AS AN instrument of recruitment to the priesthood in the Roman Catholic Church, it is unclear whether Broken (BBC1, Tuesday of last week) will receive an imprimatur.
This slice of impoverished northern life is so raw as to affect digestion: apparently, on being summoned to give the last rites to a member of the congregation whose corpse indicates several days since her actual death, it is standard clergy practice to ask the next of kin when her last pension was collected, since it is a recognised practice to suppress the news of decease until the next instalment has been gathered from the post office.
Perhaps the key target is the effect of grinding poverty, and the impossibility, for a single mother, of bringing up three children decently in the face of the punishment meted out by our current benefits system. Doing his best to fight against it is Fr Michael Kerrigan (Sean Bean), but he is beset by his own demons: the pre-Vatican II violence he faced as a child from priests and parents; his faith in a loving God the undermining of the pain and suffering on every side.
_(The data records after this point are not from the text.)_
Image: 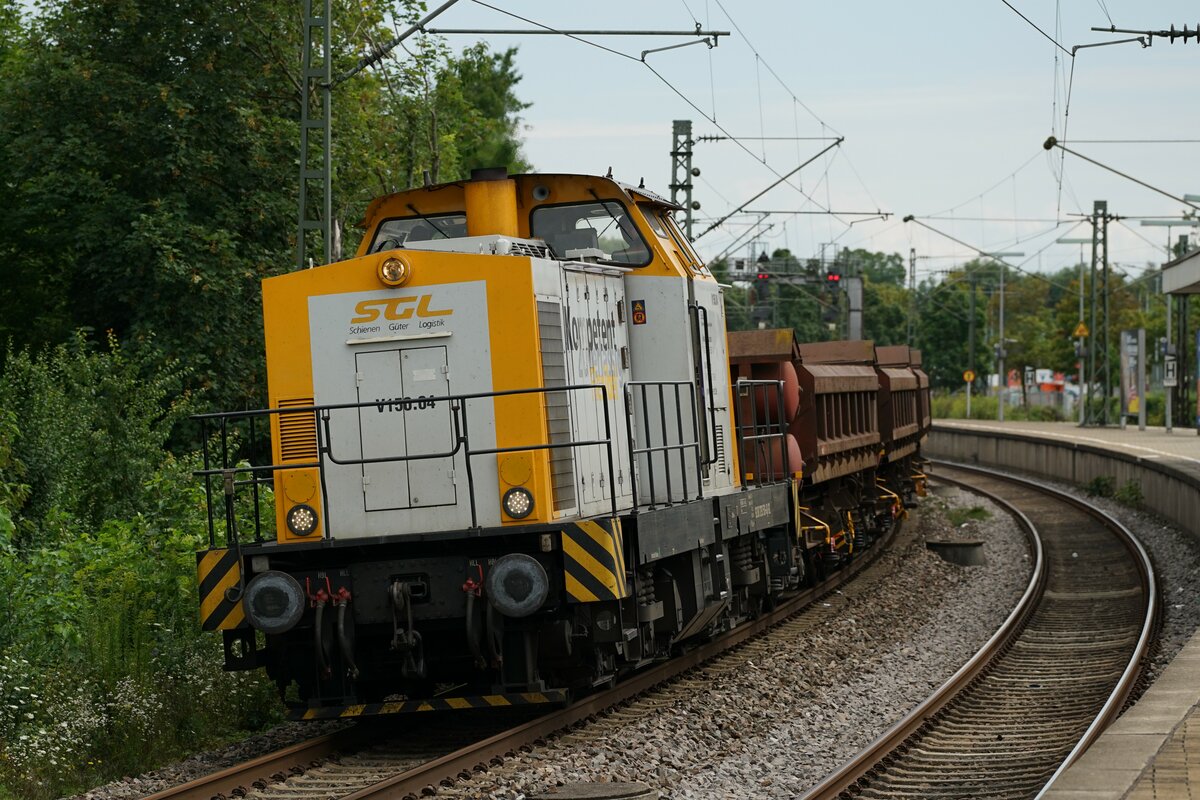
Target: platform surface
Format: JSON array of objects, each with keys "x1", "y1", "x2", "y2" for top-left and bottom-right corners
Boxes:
[
  {"x1": 934, "y1": 420, "x2": 1200, "y2": 463},
  {"x1": 935, "y1": 420, "x2": 1200, "y2": 800}
]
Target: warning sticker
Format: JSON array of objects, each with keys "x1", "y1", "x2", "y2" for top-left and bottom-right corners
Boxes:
[{"x1": 634, "y1": 300, "x2": 646, "y2": 325}]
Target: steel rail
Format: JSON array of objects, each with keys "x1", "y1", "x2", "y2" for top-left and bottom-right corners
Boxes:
[
  {"x1": 802, "y1": 465, "x2": 1046, "y2": 800},
  {"x1": 342, "y1": 521, "x2": 900, "y2": 800},
  {"x1": 802, "y1": 462, "x2": 1159, "y2": 800},
  {"x1": 145, "y1": 506, "x2": 901, "y2": 800},
  {"x1": 143, "y1": 728, "x2": 361, "y2": 800}
]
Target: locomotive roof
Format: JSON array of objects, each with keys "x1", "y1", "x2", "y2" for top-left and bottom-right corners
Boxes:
[{"x1": 359, "y1": 167, "x2": 683, "y2": 225}]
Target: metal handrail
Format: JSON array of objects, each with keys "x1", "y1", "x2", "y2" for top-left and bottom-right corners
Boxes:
[
  {"x1": 625, "y1": 380, "x2": 704, "y2": 509},
  {"x1": 192, "y1": 384, "x2": 619, "y2": 547},
  {"x1": 733, "y1": 378, "x2": 792, "y2": 488}
]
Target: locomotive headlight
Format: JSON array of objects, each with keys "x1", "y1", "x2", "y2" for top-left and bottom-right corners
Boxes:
[
  {"x1": 241, "y1": 571, "x2": 305, "y2": 633},
  {"x1": 379, "y1": 255, "x2": 413, "y2": 287},
  {"x1": 502, "y1": 486, "x2": 533, "y2": 519},
  {"x1": 287, "y1": 503, "x2": 317, "y2": 536}
]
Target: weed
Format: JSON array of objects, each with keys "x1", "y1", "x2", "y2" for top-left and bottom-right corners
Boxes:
[
  {"x1": 946, "y1": 506, "x2": 991, "y2": 528},
  {"x1": 1084, "y1": 475, "x2": 1118, "y2": 498},
  {"x1": 1112, "y1": 480, "x2": 1145, "y2": 509}
]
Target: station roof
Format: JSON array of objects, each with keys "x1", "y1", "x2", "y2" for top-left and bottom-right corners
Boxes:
[{"x1": 1163, "y1": 248, "x2": 1200, "y2": 294}]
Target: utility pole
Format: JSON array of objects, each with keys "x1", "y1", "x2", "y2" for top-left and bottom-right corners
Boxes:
[
  {"x1": 967, "y1": 271, "x2": 988, "y2": 381},
  {"x1": 845, "y1": 275, "x2": 863, "y2": 341},
  {"x1": 671, "y1": 120, "x2": 700, "y2": 241},
  {"x1": 905, "y1": 247, "x2": 917, "y2": 347},
  {"x1": 296, "y1": 0, "x2": 334, "y2": 270},
  {"x1": 1087, "y1": 200, "x2": 1112, "y2": 425},
  {"x1": 988, "y1": 253, "x2": 1025, "y2": 422}
]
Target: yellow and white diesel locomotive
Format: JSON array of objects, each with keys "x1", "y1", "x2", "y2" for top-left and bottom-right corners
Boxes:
[{"x1": 198, "y1": 169, "x2": 928, "y2": 718}]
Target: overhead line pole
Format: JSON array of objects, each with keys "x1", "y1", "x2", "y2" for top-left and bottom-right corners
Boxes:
[
  {"x1": 696, "y1": 137, "x2": 846, "y2": 239},
  {"x1": 1042, "y1": 137, "x2": 1200, "y2": 211}
]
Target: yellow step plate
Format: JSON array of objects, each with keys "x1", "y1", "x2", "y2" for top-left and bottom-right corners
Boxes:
[{"x1": 288, "y1": 688, "x2": 569, "y2": 720}]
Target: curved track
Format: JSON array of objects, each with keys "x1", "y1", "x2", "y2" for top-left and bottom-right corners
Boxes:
[
  {"x1": 146, "y1": 506, "x2": 900, "y2": 800},
  {"x1": 805, "y1": 464, "x2": 1158, "y2": 800}
]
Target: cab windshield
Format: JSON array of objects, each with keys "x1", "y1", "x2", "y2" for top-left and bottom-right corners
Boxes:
[
  {"x1": 367, "y1": 212, "x2": 467, "y2": 253},
  {"x1": 529, "y1": 200, "x2": 650, "y2": 266}
]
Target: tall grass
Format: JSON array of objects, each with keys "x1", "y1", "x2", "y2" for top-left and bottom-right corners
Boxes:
[
  {"x1": 930, "y1": 391, "x2": 1166, "y2": 426},
  {"x1": 0, "y1": 341, "x2": 280, "y2": 800}
]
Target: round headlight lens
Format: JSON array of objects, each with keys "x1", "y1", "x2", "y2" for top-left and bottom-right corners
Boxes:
[
  {"x1": 503, "y1": 486, "x2": 533, "y2": 519},
  {"x1": 379, "y1": 255, "x2": 413, "y2": 287},
  {"x1": 287, "y1": 503, "x2": 317, "y2": 536},
  {"x1": 242, "y1": 570, "x2": 305, "y2": 633}
]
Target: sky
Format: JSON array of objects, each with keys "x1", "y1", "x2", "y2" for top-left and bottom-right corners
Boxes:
[{"x1": 431, "y1": 0, "x2": 1200, "y2": 278}]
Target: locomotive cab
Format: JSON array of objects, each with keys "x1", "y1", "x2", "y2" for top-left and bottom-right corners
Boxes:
[{"x1": 198, "y1": 170, "x2": 758, "y2": 718}]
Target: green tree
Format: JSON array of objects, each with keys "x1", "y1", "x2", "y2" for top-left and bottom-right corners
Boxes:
[{"x1": 0, "y1": 0, "x2": 535, "y2": 408}]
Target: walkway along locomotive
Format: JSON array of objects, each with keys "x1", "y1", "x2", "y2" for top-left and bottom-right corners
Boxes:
[{"x1": 198, "y1": 170, "x2": 929, "y2": 718}]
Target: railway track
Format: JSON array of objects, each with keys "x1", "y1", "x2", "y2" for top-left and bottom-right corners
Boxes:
[
  {"x1": 145, "y1": 503, "x2": 900, "y2": 800},
  {"x1": 805, "y1": 464, "x2": 1158, "y2": 800}
]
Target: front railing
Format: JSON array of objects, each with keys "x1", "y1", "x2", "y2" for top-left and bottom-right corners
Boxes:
[
  {"x1": 733, "y1": 380, "x2": 800, "y2": 486},
  {"x1": 193, "y1": 384, "x2": 619, "y2": 547},
  {"x1": 625, "y1": 380, "x2": 704, "y2": 509}
]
Christina (geddit?), the single mother tipping on the edge of despair, played movingly by Anna Friel, is not quite pinched, haunted, or brash enough for someone ground down. But, despite the doubts, this is a drama that takes seriously the Church and her sacraments; so perhaps it will encourage viewers to think that there is something real going on here, to which they might sign up.
One of Fr Michael’s doomed attempts to effect change, and one of the reasons that Christina hides her mother’s body for three days until she can collect the pension, is over the vexed matter of the first communion: the poor indebting themselves for years to kit out their daughters in the expected finery. It was bad timing, then, that one of the segments of Songs of Praise (BBC1, Sunday), built around a celebration of the 50th anniversary of the opening of Liverpool’s RC cathedral, featured nine-year-old Gracie’s delight in being embellished for her first communion with all the trimmings: veil, hairdo, quasi-wedding dress.
Another Liverpudlian jubilee was commemorated in Sgt Pepper’s Musical Revolution: With Howard Goodall (BBC2, Saturday). Fifty years on, our guide demonstrated decisively just how ground-breaking the disc was, and how multi-layered it was in terms of the musical sources it reworked, and in its technical innovation.
Goodall convinced us of the Fab Four’s seriousness as creative musicians: driven from live performance because of the noise of the fans, they worked for five months to add layer after layer of music that encompassed classical Indian, music-hall, jazz, and rock.
The most curious aspect of its evolution, though, is how it is shot through with nostalgia: a longing to return to the innocence of Penny Lane and Strawberry Fields, to the seaside pier, the circus, and, perhaps, to the church fête where John and Paul first met.